In Primary 4, I was told to sing at an old folks’ home. Our teacher said it was “good to help others,” but no one explained what that meant or who we were really there for. We rehearsed, performed, smiled, then left as soon as the bus came. No one told us who we had met or what they might have felt. It was just another school task.
That is how many children in Singapore first experience volunteering. We clock Values in Action(VIA) hours to earn bonus points that count toward our school grades and national exams. Kindness becomes something to trade. Volunteering stops being about people. It becomes about points.
I remember searching for events that gave the most hours with the least effort. We were not unkind, just tired. Between school and CCAs, there was little space left to care. Reflection exercises felt empty. We filled out forms online and never spoke of them again. No one ever asked, “What did that mean to you?”
Eventually, I stopped asking myself too.
In 2019, something changed. I was tired of ticking boxes. So when I heard about a service trip to an orphanage in Batam, my entire class immediately signed up. We applied, went for interviews, and planned for months. I signed up because I wanted to know what it felt like to give without being told to.
And it did feel different.
I was the only volunteer who spoke Bahasa Indonesia, so I was put in charge of teaching the children English. But our lessons quickly became something else. We kicked soccer balls across uneven patches of grass until our shirts were soaked through. We built clumsy cardboard robots with glue-covered hands and cheered when their arms moved an inch. Between lessons, they pulled me aside in the hallway to share stories about their siblings, their favourite foods, their dreams for the future. One boy said he wanted to be a doctor so he could help the poor. A girl told me she wanted to be a teacher, so no child would ever feel alone like she once had. They were barefoot, often hungry, and slept on thin mats yet they gave more joy, more trust, more warmth than I had seen in any classroom back home.
On the last day, the youngest boy, just five years old, was asked to speak. Everyone expected a thank you. Instead, he said softly, “I want to apologise to the seniors for not having good facilities. The toilets were not clean enough. Maybe you are not used to this kind of place.”
He did not see himself as someone receiving help. He saw himself as a host who had failed to make his guests feel comfortable. I felt my throat tightened and the weight of it all settled in.I only then realise how transactional my idea of service had been — how much of it was built on the belief that I had something to offer and others were there to receive.

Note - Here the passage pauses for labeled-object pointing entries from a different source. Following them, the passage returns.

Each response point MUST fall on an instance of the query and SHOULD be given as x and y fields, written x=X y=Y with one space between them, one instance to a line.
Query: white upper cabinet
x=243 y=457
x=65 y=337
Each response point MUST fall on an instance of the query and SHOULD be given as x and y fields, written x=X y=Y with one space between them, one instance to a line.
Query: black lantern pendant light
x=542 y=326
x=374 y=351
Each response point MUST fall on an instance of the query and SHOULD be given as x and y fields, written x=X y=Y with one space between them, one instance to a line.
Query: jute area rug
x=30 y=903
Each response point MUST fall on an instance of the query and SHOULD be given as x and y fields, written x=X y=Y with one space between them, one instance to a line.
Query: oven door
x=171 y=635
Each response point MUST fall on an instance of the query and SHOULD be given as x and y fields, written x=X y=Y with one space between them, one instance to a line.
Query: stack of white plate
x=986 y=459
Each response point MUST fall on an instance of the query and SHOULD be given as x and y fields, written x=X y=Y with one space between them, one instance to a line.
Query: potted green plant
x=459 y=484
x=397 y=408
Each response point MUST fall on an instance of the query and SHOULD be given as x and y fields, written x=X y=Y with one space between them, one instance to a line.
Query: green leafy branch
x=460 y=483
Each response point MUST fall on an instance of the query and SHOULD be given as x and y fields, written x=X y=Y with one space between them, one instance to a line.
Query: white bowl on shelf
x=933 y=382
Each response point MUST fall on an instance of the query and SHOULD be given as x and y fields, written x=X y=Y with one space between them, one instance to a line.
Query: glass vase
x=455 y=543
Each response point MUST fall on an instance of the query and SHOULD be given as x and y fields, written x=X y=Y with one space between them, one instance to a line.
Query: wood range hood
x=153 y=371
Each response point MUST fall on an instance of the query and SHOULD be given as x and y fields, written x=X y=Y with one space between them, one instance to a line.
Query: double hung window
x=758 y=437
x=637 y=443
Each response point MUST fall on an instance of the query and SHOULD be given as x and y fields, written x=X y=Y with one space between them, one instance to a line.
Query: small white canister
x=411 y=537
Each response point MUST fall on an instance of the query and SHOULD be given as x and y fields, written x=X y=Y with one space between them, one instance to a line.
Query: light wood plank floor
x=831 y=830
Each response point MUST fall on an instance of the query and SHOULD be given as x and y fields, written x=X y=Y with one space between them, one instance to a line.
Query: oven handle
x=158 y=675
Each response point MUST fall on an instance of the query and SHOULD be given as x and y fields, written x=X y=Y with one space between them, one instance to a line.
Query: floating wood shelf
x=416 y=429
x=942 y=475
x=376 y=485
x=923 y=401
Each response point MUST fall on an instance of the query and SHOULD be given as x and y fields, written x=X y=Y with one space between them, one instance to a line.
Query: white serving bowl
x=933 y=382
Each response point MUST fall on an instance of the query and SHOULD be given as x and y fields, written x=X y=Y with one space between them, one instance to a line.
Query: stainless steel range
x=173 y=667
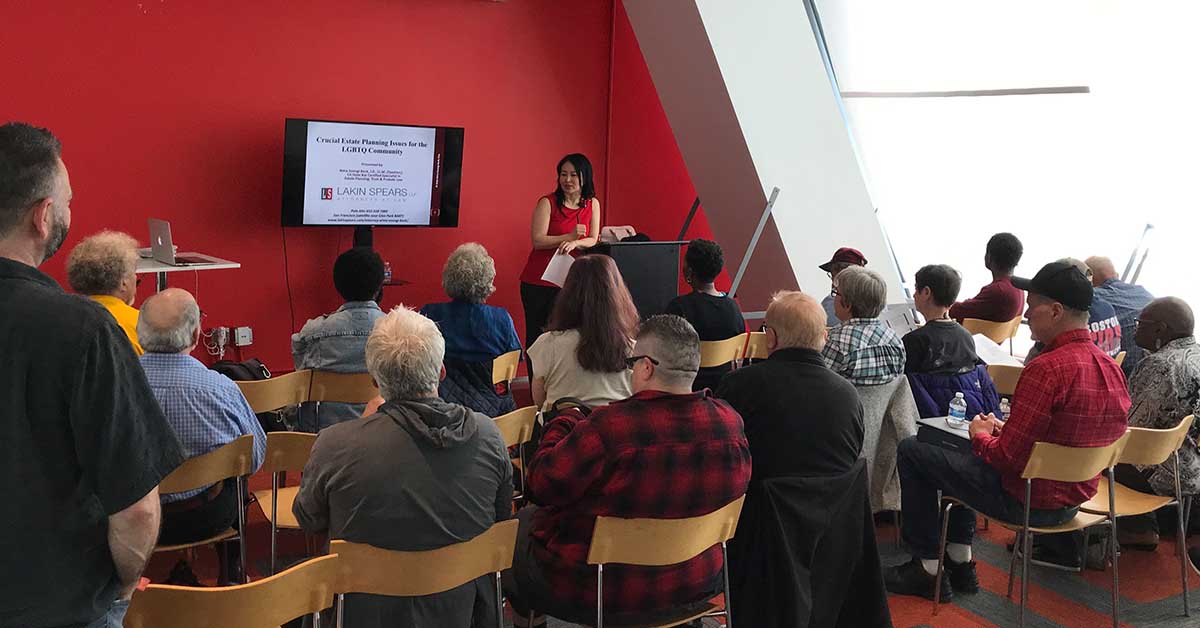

But he reminded me that real generosity is not about having more. It is about the instinct to care, even when you have little.
When I boarded the ferry back to Singapore, I carried more than lesson plans and photos. I carried a different heart. Even now I still think of those children. I remember their faces, some of their names, and the quiet pride with which they gave everything they had.
Since then, I have stopped asking which activity gives the most hours. I ask instead who I want to stand beside. What cause deserves not just my time but my full attention. Because real service is not about showing up once. It is about choosing to care and staying with it.
Can schools teach compassion? I think they can, but not through short-term exposure. Children already know how to feel. The real work is helping them stay with those feelings. When we see someone begging on the street, we feel something. But no one teaches us how to sit with it. We are taught to move on, not to ask what it means.
Perhaps it’s time we taught young people not just to show up, but to stay. To stop measuring compassion by time spent or points earned, and start treating it as a commitment to understand another human being. Not just for an hour. But long after we leave.